Declaration of Conflicting Interests
The author(s) declared the following potential conflicts of interest with respect to the research, authorship, and/or publication of this article: Christina Lampe received speaker’s and consultant honoraria, travel support, and unrestricted grants from Shire, BioMarin and Genzyme. Mohit Jain receiving financial support/salary as employee of BioMarin. Andrew Olaye receiving financial support/salary as employee of BioMarin.

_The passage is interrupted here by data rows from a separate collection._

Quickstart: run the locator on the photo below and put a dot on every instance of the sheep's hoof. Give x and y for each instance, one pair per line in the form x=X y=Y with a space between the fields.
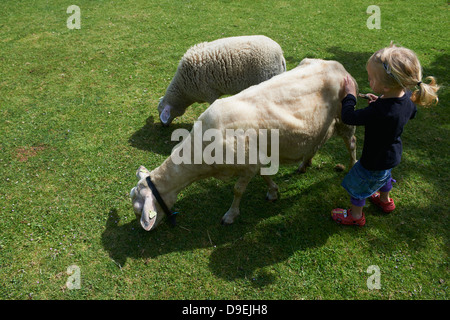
x=301 y=170
x=271 y=197
x=225 y=223
x=228 y=218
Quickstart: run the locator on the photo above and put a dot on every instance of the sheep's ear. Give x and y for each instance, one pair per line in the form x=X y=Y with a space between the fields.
x=142 y=173
x=165 y=115
x=148 y=217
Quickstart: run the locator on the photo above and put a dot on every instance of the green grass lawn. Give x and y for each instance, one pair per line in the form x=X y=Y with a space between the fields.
x=78 y=116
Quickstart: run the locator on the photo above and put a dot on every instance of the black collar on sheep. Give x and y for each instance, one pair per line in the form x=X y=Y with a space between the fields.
x=171 y=216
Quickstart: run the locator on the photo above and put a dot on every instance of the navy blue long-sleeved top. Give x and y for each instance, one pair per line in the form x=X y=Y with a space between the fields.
x=383 y=120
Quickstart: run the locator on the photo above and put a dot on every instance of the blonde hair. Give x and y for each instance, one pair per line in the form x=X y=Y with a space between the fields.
x=399 y=67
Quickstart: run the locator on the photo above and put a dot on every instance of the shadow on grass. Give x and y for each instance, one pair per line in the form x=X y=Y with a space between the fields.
x=156 y=138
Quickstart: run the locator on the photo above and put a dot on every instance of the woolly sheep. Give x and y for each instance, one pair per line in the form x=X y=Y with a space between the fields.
x=302 y=104
x=226 y=66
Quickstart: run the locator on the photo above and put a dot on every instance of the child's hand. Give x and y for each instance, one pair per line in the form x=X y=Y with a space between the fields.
x=371 y=97
x=349 y=86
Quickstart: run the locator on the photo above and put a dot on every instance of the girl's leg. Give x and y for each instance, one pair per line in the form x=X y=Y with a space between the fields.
x=384 y=191
x=357 y=207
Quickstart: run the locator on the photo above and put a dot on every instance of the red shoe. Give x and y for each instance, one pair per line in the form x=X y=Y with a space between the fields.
x=344 y=216
x=387 y=207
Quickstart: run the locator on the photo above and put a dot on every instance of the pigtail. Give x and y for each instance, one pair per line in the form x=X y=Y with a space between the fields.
x=426 y=93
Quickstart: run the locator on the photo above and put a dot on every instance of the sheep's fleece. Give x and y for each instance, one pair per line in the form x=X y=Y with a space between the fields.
x=303 y=104
x=226 y=66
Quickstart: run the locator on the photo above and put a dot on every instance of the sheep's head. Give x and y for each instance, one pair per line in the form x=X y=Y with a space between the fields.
x=144 y=203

Bianca Meesen, managing director of Ismar Healthcare, who was funded by BioMarin Europe Ltd. for writing assistance. Celeste Decker receiving financial support/salary as employee of BioMarin. Eugen Mengel has worked as consultant and study investigator for BioMarin and has received consultant honoraria.
Funding
The author(s) disclosed receipt of the following financial support for the research, authorship, and/or publication of this article: The performance of this analysis and writing assistance was funded by BioMarin Europe Ltd.